Hannah is wary of Georg and his family situation and is surprised when he requests that she travel to a children’s hospital where his son Willi is to  be treated for his cerebral palsy. Georg has arranged for Hannah to have a position as a paediatric nurse where she can also keep an eye on Willi. His time there is to be indefinite. Willi as a character was so beautifully crafted. Yes, he was not perfect but beneath his vulnerability and his disability was a charming young boy who loved his father dearly. Hannah believes him to be very clever as he can read a book but she soon learns this is not the case. Hannah is not involved in the decision making that affects her life and you would love to see her break free from the shackles that bind her but this seemed next to impossible. I felt she had no other option only to go where she was sent and try and make the best of the situation, she found herself in. 

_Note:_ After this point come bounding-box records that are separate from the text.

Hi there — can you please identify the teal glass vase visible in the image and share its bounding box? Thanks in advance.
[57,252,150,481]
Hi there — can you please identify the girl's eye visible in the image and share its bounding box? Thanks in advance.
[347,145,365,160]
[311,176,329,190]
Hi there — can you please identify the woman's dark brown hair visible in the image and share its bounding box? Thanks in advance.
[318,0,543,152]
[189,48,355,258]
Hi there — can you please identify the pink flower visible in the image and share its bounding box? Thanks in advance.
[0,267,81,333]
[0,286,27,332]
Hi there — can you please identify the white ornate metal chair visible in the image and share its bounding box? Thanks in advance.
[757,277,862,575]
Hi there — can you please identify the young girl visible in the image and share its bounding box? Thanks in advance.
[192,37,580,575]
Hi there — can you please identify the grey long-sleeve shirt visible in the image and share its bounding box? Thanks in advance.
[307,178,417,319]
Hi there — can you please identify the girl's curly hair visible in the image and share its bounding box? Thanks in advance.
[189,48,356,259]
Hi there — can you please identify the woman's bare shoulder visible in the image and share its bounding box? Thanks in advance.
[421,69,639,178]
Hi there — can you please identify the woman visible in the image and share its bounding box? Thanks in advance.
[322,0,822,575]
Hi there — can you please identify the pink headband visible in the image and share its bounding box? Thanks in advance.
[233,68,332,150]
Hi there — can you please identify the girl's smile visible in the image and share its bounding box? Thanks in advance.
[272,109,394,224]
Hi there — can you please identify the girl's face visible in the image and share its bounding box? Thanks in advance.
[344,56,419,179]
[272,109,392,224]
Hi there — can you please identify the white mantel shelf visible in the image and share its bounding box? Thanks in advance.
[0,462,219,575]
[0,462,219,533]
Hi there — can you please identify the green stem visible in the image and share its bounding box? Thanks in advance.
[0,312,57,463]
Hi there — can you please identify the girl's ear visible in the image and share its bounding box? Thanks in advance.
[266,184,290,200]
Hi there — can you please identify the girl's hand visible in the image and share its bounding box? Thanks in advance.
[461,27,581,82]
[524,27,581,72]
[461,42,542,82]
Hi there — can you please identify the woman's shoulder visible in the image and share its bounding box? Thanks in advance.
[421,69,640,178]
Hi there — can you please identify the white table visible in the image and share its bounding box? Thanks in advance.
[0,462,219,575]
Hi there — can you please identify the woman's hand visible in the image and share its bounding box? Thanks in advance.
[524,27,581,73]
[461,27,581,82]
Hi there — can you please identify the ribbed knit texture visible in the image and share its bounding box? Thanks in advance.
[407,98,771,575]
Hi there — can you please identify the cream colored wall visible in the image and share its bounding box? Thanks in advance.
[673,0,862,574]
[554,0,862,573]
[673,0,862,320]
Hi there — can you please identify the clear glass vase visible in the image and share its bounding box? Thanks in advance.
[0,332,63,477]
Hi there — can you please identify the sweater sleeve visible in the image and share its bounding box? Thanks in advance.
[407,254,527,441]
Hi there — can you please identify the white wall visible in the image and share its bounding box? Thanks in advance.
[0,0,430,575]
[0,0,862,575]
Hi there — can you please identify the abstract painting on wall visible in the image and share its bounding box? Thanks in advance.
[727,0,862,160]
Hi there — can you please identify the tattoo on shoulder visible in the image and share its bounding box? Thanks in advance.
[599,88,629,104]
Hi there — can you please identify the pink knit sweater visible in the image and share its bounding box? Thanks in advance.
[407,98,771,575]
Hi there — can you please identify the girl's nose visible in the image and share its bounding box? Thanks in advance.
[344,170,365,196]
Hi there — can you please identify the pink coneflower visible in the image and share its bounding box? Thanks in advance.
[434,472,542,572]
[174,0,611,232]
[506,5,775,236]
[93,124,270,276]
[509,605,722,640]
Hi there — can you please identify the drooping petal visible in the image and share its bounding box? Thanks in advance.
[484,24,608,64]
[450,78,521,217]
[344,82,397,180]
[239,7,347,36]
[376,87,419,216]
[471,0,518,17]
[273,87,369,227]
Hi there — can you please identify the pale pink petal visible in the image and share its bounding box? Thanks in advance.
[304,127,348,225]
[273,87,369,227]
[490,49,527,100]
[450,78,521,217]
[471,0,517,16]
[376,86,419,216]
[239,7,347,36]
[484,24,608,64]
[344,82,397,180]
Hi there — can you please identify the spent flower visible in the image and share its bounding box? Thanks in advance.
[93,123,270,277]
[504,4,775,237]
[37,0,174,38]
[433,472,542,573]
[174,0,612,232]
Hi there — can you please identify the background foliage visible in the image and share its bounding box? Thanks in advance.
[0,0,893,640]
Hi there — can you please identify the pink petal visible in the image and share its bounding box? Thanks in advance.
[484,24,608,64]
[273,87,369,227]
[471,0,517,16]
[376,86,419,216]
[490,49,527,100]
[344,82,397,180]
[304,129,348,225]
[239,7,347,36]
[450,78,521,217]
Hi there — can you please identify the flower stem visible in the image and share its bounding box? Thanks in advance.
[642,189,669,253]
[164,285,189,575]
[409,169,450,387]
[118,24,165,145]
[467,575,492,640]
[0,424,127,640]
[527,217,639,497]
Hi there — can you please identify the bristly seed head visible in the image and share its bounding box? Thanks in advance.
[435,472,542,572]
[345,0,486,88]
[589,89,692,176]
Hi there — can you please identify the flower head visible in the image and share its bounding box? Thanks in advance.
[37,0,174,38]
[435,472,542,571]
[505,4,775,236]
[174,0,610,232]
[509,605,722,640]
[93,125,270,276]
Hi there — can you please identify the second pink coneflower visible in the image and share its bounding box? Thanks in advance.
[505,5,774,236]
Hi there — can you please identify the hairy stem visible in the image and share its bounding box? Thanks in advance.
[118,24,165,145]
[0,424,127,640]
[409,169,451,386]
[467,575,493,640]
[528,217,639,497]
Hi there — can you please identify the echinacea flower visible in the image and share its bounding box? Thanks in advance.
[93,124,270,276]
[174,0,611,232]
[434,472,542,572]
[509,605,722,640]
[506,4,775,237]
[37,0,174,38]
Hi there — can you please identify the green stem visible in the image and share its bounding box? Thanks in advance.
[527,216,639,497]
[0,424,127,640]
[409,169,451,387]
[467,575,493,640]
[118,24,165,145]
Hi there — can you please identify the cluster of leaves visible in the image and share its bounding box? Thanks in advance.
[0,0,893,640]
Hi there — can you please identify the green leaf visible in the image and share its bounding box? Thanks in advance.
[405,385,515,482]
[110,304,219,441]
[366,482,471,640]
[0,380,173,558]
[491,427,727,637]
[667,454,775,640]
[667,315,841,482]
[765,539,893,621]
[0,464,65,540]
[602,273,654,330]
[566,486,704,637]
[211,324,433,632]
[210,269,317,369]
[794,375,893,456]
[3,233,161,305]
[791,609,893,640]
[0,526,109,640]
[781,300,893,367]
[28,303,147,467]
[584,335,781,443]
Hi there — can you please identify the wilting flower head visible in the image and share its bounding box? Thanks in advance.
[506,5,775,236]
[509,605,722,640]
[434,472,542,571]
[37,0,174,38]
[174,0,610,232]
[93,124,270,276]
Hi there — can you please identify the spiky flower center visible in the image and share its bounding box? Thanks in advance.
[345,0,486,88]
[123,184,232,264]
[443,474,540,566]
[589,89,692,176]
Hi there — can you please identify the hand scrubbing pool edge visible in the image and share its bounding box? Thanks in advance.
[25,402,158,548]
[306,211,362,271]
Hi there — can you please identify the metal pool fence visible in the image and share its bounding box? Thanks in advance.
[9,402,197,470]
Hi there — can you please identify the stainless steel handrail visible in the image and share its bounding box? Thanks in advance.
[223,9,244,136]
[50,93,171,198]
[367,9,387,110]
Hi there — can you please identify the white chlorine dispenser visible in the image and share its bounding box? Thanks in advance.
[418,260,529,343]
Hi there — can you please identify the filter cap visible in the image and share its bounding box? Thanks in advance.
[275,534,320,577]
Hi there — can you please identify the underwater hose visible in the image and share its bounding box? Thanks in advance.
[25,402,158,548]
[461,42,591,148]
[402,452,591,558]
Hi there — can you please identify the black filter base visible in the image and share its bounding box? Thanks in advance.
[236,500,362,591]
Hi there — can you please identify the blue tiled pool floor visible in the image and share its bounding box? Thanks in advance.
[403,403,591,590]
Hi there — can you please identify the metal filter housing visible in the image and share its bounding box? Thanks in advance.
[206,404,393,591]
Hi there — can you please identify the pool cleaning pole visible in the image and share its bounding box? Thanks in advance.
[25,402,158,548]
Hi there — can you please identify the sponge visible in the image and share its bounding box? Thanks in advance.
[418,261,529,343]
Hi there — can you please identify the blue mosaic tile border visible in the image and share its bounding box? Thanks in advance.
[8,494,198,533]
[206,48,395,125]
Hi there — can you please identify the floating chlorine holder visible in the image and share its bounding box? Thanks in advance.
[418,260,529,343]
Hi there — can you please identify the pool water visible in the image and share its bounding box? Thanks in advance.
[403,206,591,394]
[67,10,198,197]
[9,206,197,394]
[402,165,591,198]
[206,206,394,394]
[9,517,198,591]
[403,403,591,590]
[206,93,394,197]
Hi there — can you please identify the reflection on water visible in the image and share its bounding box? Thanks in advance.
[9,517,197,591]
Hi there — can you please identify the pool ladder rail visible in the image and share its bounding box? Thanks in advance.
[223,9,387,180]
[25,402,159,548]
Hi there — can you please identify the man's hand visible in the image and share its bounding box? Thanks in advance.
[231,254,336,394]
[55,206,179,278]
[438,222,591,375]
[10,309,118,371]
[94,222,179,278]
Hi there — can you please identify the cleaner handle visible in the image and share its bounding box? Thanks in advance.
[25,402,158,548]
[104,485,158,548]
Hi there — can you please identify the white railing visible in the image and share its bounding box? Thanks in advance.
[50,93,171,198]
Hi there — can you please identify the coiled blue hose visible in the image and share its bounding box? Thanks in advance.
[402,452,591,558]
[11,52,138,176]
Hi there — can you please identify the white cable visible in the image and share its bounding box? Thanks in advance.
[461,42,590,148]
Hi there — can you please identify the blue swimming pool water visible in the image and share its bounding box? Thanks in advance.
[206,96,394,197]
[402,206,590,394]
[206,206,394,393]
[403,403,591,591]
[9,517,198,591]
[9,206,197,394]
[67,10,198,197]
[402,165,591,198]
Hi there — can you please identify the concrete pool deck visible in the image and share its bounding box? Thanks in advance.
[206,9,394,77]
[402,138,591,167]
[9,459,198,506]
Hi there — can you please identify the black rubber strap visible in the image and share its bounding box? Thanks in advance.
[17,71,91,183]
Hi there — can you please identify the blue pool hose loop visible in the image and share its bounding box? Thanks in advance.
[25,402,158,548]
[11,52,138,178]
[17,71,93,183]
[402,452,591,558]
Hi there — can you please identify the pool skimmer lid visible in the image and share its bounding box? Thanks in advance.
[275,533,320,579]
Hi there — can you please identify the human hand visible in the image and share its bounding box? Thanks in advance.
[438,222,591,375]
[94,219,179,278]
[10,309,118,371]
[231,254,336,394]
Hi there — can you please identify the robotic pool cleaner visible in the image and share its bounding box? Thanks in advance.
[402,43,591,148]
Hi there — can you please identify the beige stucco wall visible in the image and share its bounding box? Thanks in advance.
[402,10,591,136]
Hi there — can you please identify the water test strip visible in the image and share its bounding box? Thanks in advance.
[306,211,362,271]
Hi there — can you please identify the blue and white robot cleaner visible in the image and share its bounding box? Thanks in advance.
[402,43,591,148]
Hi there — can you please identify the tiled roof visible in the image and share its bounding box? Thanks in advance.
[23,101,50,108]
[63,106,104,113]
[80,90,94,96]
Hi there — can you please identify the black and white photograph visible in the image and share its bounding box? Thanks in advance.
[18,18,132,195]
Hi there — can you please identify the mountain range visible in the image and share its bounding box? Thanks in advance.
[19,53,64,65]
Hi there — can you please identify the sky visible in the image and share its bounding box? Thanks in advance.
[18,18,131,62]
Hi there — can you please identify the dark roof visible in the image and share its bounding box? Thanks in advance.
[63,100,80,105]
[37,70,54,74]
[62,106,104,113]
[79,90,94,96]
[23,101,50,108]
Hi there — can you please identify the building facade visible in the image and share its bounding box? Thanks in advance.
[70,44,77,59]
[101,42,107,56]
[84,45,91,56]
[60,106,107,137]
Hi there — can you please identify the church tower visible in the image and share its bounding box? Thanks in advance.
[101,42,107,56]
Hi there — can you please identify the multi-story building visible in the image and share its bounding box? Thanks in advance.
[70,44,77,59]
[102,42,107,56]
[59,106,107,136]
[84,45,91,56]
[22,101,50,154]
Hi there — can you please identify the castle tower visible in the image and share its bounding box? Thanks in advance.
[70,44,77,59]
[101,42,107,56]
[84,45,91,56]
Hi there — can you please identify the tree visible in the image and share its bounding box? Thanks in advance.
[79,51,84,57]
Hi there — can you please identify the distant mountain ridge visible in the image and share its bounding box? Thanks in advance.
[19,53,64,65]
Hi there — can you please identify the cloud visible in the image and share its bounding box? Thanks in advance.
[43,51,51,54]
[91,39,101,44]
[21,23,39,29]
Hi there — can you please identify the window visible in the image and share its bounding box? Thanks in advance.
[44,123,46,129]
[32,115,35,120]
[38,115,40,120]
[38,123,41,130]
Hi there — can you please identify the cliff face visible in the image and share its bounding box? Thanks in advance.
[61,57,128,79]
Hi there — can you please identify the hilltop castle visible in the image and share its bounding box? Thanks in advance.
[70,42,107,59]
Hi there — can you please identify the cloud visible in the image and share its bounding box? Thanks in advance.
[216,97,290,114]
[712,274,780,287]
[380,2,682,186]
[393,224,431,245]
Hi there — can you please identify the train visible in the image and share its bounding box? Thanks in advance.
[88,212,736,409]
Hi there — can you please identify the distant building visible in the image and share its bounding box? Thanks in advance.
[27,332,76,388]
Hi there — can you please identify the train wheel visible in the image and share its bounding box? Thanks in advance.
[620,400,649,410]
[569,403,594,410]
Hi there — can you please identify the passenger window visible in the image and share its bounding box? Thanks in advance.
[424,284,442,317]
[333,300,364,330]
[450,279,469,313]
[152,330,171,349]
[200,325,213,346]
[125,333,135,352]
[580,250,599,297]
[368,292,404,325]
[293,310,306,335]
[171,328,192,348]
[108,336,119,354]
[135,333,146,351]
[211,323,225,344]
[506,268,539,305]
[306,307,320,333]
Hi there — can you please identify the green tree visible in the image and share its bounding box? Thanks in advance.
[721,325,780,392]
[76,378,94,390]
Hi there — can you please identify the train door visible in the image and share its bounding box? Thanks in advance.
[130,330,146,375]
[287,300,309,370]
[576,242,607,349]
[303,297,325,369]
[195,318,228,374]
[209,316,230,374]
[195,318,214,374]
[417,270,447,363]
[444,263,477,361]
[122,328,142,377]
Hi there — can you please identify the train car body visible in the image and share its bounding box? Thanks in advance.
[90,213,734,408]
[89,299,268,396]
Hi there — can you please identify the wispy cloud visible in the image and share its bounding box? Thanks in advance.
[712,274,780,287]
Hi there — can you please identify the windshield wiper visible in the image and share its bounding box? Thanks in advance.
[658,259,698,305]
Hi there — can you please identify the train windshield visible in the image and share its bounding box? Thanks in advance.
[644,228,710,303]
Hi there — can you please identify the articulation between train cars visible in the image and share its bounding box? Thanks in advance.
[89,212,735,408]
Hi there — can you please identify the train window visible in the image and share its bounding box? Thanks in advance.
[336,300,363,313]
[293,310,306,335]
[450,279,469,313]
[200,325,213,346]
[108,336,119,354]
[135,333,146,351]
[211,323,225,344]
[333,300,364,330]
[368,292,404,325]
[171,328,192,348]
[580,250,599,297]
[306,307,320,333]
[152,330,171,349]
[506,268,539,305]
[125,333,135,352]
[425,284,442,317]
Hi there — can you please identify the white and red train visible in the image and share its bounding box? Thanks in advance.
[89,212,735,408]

Am Spielgrund is the children’s clinic in Vienna that Hannah soon realises is not all that Georg had made it out to be. Did Georg willingly send Willi there knowing what went on or did he have faith in Dr. Jekelius, the medical director, that he could transform Willi and make him into the young German his father so desperately wanted? I felt the book took on a real dark and sinister tone when Hannah arrived at the asylum and was separated from Willi and sent to work in a different section. A certain façade was presented to the outside world about all the good done at the hospital. How they took in children into the reform school and treated those with disabilities and helped better their lives but this was far from the case. Here Kate Hewitt spared no detail in her descriptions of the wards and the children who were existing in desperately sad circumstances all because of a disability they had no control over. It was a sad and harrowing read and you really feel Hannah’s anguish as the wool was very very slowly pulled from her eyes. She was brought to Vienna thinking she would assist Willi but what transpired couldn’t have been further from the truth.

The children in Hannah’s care through no fault of her own are starved, neglected, abused and treated with such indifference by staff who were nothing more than cruel sadists and as for Dr. Jekelius, doctor is not the word that would spring to mind to describe him. He was the complete opposite to a healer and carer. Hannah does her best to visit Willi and a beautiful connection is established between the pair even though Willi is a vastly different boy from the one who first entered the hospital and for all the wrong reasons. Hannah had always yearned for a deep connection that lets you open to hurt and heartbreak and she had never expected Willi to be the one to crack open that part of her heart. 

The book as I have mentioned moves along at a very slow pace but on reflection I suppose it only serves to heighten the tension and unease that oozes from every page. There is an air of innocence from Hannah when she first arrives and it takes her quite some time to really sit up and take notice of what is really going on even though Margarethe, a former nun and now nurse tries in her own subtle way to be alert and aware and you will learn lots. It’s a traumatic incident that has Hannah daring to be more vocal and trying to do her best to save some children from an inevitable fate but in doing so she is putting her own life on the line. It’s another example of ordinary people doing extraordinary things in the most desperate of circumstances. I applaud Kate Hewitt for writing about a such a terrible and tragic subject that I am sure not many readers of historical fiction know about. What impressed me even more is that the book could have panned out in a certain way but instead I thought the author took two daring risks that paid off and elevated the book to a higher level. The safe route would have been very easy to take but instead being that little bit more daring paid off. The Angel of Vienna, is an interesting, thought provoking and haunting read and I would certainly recommend it.